Whilst the figure of $61 million given as the savings offered by AIPA might be reasonable, the projected increase in costs of $677 million is totally ludicrous. Based on reasonable figures, the proposal is anything but too expensive. There is no doubt that simplifying the 3 current EBAs and putting in place an agreement that would last 5+ years is complex, but it is also certainly achievable. As for unsustainable, the reason for having an EBA is to ensure certainty for both parties and preclude any large excursions from the terms agreed.

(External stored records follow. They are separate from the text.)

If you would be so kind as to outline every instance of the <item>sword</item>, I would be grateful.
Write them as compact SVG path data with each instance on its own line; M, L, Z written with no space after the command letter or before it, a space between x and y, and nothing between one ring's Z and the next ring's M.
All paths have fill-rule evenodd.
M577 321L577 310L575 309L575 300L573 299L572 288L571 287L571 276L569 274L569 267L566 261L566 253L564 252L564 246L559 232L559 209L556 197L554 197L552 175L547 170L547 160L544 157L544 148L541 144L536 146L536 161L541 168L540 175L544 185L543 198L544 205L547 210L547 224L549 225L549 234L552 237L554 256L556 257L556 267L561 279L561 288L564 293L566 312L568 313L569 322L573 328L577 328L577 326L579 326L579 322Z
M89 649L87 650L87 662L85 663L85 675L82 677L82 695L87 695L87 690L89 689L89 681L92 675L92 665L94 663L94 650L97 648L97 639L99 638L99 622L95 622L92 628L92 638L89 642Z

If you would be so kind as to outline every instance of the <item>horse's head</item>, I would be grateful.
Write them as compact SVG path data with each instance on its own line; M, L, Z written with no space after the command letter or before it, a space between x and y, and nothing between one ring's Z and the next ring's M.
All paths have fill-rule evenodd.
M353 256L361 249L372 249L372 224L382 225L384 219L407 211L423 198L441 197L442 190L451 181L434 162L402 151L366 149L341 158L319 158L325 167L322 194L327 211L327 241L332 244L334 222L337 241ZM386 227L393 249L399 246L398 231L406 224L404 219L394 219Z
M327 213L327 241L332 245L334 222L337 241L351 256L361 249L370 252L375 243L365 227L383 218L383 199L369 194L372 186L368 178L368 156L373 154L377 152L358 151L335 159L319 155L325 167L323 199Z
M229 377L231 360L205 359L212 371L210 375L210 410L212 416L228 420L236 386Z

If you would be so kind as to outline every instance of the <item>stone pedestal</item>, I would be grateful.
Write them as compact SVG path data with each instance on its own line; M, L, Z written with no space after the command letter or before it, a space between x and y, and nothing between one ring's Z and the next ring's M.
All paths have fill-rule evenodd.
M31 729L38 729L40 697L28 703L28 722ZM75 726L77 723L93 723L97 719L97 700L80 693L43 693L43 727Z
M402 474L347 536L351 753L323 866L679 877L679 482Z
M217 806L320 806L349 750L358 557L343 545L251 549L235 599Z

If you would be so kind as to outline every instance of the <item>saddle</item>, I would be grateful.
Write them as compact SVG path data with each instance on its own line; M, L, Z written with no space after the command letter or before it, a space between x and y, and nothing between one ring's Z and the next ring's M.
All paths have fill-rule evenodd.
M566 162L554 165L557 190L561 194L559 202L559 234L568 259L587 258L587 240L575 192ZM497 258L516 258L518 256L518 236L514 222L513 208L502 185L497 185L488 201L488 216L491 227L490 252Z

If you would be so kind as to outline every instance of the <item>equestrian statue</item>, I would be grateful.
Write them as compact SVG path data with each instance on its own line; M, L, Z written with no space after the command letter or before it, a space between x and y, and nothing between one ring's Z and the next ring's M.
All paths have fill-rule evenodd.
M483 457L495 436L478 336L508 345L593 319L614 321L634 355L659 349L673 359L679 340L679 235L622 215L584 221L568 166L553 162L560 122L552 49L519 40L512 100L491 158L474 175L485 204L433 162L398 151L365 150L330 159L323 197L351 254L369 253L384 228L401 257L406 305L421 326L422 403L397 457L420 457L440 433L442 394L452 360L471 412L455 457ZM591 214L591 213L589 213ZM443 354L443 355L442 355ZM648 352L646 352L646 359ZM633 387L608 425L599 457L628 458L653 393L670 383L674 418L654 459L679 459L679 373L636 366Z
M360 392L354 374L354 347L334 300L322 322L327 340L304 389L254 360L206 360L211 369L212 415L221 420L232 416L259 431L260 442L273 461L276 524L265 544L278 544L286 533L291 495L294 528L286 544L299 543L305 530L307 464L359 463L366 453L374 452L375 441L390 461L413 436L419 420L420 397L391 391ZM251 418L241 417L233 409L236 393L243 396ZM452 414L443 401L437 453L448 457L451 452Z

I will finish by stating that AIPA is also committed to negotiating fair industrial agreements for our members, but not when all the costs are borne by one side and all the savings are made by the other.


Authorised by AIPA’s Secretary, and released by AIPA Communications.


So, more talk to come I imagine... or should that be stalling and stone-walling while giving the appearance of talking?:rolleyes:

DutchRoll
15th Feb 2007, 06:09
You are absolutely right, B A Lert.

Qantas Management would know best what its cost base truly is.

And it would also know best how to misrepresent, obfuscate, deceive, manipulate, and fudge its cost base figures to suit its own argument, just as it knows very well how to hide a $1 million invoice for Jetstar International away-base servicing/parts in Qantas (non-Jetstar) accounts. Qantas Management knows how to do a lot of things, Lert - not all of them entirely honourable.

B A Lert
15th Feb 2007, 07:21
Qantas Management knows how to do a lot of things, Lert - not all of them entirely honourable.

You won't get an argument from most of us here. How long has it taken for the penny to drop?